「梅とおかかです」

清水マリコ『ゼロヨンイチナナ』(MF文庫J

「マノカエ」は、僕が考えたデジモン「シノリオ」(双子姉妹デジモン)に着想を得たに違いないのだ! と思い込んでたらそれでひとり楽しいので、しばらくそっとしておいてください。「シノリオ」てこんなの。


in Shino's sleep

 私は一人でした。ある時、
 私の中から彼女が現れて、
 私が詩野だと言いました。
 それで彼女は理王でした。
 私は理王と死ぬでしょう。
 その時私は一人でしょう。
 それが今から楽しみです。
 それが今から楽しみです。

Rio's exposition

 詩野がまた分からない寝言を言っています。彼女はたいてい眠っているんです。ですから、代わって私が説明します。もっとも、最初から私がする予定だったのですが。
 私は理王です。「りお」と読みますが「りおう」でも構いません。詩野は私の姉です。といっても私たちは双子です。彼女の方が先に名づけられたため、彼女が姉になりました。おかしな理由です。
 私たちは、兄を喪失した状態で生まれてきました。その喪失感を持って、私たちは生まれてきました。ですが、私たちは兄を希求するものではありません。兄など存在しないことも、また判り切ったことですから。
 そこで、私たちは、私たちだけで完全であることを欲します。そのための試みがこのサイト、という訳です。私たちがそれだけで自身の全き充足理由となる、それがこのサイトの唯一至上の目的です。「for me」というサイト名は、この目的を端的に掲げたものです。
 自己循環。自己完結。このサイトは、いわば永遠の止揚のエレベータです。どこにも降り場のない直通エレベータです。私たちはこの中でとろけて融けて、消えます。詩野が上で言っているのは、大体そんな意味です。もっとも、私にはその結末は疑わしいものです。私たちは恐らく、このエレベーターの中で駄目になってしまうでしょう。エレベーターもろとも腐り果ててしまうでしょう。それでも、私たちはこの試みをなさねばならないのです。腐乱した私たちが、肥やしとなって、そこに何かの花が咲くかもしれない。咲かないかもしれない。いつかその時のことを想うと、やはり私も楽しみです。
 詩野のページ「lyric field」では、掬んでは消える彼女の寝言の泡沫が、私のページ「logic king」では、空転し続ける私の思考の道筋が、それぞれ残影として展開されていくことでしょう。
 最後に、このサイトを訪れた方々へ。
 繰り返し言いますが、ここは、偏に私たちのためだけを考えて作られたサイトです。見に来ることは構わない。それで何と思おうと構わない。しかし、やはりあなたは、あなたのための場所を、自身で作らなければならない。私はそう思います。
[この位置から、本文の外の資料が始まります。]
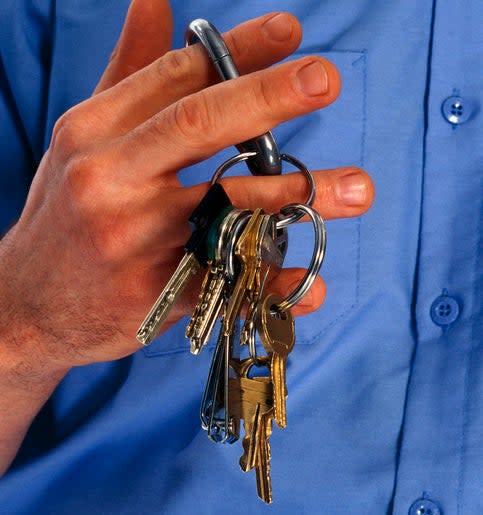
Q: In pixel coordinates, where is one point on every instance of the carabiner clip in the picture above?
(267, 160)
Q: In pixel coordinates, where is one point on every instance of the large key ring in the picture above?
(317, 256)
(294, 216)
(268, 160)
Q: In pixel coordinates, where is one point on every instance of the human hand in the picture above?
(105, 220)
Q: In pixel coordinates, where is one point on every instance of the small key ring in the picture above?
(294, 217)
(317, 256)
(268, 160)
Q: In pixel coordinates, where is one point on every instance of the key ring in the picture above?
(317, 256)
(268, 160)
(292, 218)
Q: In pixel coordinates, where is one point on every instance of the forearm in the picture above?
(27, 378)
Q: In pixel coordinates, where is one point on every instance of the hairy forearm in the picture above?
(27, 377)
(22, 395)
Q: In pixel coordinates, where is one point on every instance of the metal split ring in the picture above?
(318, 255)
(284, 221)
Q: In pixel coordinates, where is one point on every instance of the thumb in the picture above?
(146, 35)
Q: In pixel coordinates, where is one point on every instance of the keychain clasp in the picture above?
(267, 160)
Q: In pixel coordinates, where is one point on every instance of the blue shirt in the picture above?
(385, 407)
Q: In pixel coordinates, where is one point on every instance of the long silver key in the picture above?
(207, 213)
(217, 283)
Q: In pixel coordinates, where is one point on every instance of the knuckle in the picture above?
(265, 98)
(175, 66)
(66, 133)
(83, 183)
(194, 119)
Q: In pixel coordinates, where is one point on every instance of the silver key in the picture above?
(183, 274)
(216, 286)
(203, 221)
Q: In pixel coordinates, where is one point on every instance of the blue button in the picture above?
(425, 507)
(444, 310)
(457, 110)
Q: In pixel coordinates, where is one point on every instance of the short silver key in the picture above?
(216, 286)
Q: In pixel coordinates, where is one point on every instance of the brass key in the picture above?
(277, 334)
(251, 399)
(248, 254)
(216, 285)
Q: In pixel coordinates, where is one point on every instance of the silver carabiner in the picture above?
(267, 160)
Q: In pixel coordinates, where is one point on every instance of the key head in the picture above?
(211, 209)
(275, 328)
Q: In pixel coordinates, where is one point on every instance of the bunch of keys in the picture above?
(241, 250)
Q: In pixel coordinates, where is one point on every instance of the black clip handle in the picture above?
(268, 160)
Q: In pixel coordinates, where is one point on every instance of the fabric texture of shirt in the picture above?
(385, 406)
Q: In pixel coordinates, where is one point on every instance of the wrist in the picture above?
(24, 360)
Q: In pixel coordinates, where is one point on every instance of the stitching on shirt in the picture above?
(468, 373)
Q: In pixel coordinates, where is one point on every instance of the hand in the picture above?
(105, 220)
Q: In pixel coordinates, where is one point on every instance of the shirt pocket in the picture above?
(328, 138)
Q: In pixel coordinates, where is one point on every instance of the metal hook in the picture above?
(268, 160)
(248, 156)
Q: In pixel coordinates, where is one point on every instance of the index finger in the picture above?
(254, 45)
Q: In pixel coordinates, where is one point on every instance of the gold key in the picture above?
(277, 334)
(251, 400)
(247, 252)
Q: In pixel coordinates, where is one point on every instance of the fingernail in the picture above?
(351, 189)
(278, 27)
(307, 300)
(313, 79)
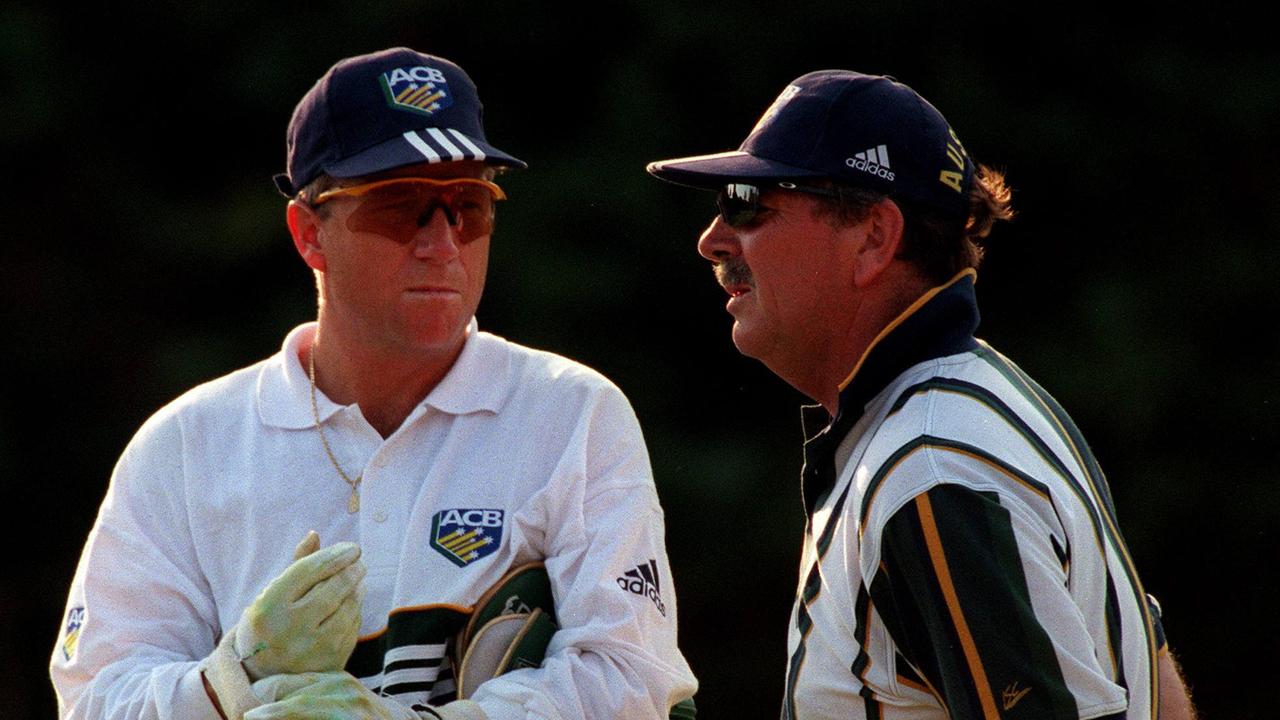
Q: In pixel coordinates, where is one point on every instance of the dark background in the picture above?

(……)われわれはみんな同じ深淵から出ているのだ。しかし、みんな、その深みからの一つの試みとして一投として、自己の目標に向かって努力している。われわれはたがいに理解することはできる。しかし、めいめいは自分自身しか解き明かすことができない。
(ヘッセ著;高橋健二訳『デミアン新潮文庫

 そういうことです、兄さん。
about me - for me 【※リンク切れ】

 ほとんど作ったきりのデジモン(まだ言う)。